I have that $ f(x,t) = \frac{2x^2t}{(x^2 + t^2)^2}, t \in [0,1] $ and I am asked to show that $$ \lim_{x \downarrow 0} \int_0^1 f(x,t) \,dt \neq \int_0^1 \lim_{x \downarrow 0} f(x,t) \,dt $$
I have that the RHS is 1 and the LHS is 0.
I am struggling to answer is why this doesn't work in terms of interchanging the limit and the integral. I think it may be to do with the fact $f(x,t)$ doesn't converge uniformly to $f(x)$ but I don't know how to show this or if it is even the correct reason why the interchanged limit and integral aren't equal.
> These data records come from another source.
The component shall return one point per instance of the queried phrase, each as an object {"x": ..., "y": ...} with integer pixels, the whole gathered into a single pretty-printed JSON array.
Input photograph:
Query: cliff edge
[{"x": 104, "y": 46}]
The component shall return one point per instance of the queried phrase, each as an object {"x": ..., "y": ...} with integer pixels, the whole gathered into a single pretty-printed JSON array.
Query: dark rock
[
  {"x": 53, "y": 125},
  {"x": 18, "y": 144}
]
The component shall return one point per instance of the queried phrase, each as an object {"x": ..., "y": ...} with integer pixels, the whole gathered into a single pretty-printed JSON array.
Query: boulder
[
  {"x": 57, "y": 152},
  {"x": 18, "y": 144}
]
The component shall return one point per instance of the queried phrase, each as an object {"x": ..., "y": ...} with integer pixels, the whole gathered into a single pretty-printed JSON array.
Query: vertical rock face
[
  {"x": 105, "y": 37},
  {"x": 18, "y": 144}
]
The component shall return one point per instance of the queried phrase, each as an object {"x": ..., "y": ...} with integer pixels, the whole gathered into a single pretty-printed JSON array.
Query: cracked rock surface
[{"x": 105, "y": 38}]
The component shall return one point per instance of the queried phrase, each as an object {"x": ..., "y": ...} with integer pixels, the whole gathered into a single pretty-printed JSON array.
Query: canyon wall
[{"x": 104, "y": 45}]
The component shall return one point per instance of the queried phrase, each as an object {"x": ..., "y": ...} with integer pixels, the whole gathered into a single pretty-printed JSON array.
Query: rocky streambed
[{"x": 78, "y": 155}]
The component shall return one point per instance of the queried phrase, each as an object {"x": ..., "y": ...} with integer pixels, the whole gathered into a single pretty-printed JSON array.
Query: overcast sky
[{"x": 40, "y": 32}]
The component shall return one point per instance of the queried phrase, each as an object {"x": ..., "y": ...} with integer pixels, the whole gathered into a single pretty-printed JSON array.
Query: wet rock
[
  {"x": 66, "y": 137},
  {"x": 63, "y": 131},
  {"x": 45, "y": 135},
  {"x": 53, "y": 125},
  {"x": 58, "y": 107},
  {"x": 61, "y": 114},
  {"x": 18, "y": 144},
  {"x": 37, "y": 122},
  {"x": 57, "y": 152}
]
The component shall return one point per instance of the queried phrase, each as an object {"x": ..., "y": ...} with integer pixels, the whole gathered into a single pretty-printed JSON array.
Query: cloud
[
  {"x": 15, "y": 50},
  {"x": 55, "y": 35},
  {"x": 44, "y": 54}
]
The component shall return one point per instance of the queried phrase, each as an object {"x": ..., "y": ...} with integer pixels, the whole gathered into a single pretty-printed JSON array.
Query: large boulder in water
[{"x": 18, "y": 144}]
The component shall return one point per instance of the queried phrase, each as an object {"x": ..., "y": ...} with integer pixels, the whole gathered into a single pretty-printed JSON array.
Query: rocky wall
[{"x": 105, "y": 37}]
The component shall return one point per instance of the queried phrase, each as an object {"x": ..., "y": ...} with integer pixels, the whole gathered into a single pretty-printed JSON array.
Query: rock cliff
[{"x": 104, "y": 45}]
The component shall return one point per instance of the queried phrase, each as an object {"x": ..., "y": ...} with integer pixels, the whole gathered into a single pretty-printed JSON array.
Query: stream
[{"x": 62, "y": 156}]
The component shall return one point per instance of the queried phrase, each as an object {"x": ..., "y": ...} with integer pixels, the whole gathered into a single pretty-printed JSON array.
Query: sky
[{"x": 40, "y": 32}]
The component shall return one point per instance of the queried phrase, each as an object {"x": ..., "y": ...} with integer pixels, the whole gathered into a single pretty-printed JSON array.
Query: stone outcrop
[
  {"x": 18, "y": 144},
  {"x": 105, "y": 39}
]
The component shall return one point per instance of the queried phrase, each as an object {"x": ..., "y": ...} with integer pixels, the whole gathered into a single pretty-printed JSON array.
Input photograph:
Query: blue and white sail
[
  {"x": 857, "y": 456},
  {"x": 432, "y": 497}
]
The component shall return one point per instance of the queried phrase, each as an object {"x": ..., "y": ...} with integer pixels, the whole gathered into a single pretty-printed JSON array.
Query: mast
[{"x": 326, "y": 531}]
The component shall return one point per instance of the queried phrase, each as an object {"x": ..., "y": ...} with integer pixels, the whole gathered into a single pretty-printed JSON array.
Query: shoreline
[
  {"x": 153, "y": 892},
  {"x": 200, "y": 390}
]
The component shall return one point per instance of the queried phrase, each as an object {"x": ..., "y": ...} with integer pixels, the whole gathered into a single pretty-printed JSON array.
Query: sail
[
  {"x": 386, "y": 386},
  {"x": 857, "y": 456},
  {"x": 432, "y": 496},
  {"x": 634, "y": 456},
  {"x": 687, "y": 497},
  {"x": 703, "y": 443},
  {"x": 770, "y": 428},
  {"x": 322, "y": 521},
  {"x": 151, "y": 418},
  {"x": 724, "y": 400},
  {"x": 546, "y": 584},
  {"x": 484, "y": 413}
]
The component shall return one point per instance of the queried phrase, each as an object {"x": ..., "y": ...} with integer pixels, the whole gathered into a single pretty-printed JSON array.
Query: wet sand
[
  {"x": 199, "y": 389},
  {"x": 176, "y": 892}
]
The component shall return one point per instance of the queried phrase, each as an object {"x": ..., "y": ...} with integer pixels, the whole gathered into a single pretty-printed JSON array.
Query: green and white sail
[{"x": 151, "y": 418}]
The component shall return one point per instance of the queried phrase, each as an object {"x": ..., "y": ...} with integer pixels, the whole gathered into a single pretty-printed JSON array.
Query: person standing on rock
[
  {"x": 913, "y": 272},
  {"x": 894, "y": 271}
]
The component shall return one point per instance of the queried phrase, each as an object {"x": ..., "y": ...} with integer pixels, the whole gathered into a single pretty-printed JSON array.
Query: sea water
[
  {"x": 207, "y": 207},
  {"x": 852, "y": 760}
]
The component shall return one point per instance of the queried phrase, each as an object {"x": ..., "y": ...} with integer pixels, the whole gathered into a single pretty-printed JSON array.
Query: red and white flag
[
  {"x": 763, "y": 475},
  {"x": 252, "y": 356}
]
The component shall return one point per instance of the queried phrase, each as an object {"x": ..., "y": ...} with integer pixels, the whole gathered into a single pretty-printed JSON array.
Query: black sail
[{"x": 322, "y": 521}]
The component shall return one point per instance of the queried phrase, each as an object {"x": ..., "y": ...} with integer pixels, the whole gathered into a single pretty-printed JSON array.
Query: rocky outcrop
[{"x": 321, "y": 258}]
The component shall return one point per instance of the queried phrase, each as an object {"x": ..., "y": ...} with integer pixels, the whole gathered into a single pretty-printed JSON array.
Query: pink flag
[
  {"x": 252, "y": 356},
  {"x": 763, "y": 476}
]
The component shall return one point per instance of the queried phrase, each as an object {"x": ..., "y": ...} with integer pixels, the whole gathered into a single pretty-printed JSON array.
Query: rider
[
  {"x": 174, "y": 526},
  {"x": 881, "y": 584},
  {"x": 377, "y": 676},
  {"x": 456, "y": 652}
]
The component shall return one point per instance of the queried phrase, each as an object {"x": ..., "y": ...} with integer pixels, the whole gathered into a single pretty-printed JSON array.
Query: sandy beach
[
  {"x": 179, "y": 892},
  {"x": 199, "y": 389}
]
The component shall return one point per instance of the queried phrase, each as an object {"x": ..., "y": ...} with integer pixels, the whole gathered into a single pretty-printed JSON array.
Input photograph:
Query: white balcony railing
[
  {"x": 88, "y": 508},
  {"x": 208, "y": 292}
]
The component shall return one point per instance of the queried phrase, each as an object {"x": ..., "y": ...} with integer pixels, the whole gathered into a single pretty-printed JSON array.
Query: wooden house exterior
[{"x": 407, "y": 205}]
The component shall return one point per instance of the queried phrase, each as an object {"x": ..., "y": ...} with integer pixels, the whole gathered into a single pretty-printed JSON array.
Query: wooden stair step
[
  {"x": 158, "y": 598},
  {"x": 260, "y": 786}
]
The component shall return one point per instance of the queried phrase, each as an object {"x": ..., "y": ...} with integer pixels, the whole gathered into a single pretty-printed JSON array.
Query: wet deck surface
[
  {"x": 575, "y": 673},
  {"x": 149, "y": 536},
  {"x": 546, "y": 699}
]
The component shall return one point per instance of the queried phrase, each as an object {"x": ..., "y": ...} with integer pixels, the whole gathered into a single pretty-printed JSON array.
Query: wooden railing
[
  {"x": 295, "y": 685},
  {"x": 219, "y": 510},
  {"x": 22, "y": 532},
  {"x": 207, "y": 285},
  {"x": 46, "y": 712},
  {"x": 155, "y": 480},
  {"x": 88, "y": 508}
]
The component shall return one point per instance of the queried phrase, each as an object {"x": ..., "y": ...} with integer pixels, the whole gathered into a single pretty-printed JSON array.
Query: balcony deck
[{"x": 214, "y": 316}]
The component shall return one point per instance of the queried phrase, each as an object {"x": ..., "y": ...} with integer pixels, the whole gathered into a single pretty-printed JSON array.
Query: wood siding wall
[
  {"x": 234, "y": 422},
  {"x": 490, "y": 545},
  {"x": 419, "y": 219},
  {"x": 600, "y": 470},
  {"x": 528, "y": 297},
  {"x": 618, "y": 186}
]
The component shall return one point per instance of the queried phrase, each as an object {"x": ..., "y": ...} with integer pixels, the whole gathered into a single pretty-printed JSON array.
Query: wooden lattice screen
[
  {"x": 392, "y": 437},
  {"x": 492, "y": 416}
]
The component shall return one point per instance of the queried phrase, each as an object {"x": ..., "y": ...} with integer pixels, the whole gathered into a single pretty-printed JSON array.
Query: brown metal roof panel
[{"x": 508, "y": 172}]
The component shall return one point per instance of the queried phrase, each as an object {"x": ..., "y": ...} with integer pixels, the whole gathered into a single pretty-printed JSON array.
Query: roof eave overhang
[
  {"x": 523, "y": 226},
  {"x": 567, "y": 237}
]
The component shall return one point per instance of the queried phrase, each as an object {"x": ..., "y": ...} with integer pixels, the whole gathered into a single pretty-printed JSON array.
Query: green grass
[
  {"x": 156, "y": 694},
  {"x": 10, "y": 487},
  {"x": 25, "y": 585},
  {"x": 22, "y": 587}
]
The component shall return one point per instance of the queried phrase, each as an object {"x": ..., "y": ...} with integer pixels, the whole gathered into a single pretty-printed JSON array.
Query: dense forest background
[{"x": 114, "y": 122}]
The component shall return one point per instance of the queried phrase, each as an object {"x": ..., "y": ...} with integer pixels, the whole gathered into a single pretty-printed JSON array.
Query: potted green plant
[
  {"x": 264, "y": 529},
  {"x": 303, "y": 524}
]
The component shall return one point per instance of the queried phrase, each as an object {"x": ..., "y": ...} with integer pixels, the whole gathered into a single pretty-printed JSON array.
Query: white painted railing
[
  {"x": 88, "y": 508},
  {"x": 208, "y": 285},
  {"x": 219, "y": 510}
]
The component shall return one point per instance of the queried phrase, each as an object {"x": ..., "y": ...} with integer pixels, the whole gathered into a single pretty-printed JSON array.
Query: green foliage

How would I prove $f_t(x)$ doesn't converge to $f(x)$ uniformly (that is assuming I have correctly identified why it doesn't work)?
Set $x=1/n$. Then you have $\displaystyle\int_0^1\frac{2(1/n)^2t}{( (1/n)^2 + t^2)^2}dt$ and the fact that the two integrals are not equal proves that the convergence of the integrand sequence is not uniform.
To do it from scratch, note that $f_n(t)=\frac{2(1/n)^2t}{( (1/n)^2 + t^2)^2}\to 0$ pointwise but with $t_n=1/n,$ we get $\frac{2/n^3}{2/n^4}=n\to \infty$ as $n\to \infty$, so the convergence is not uniform.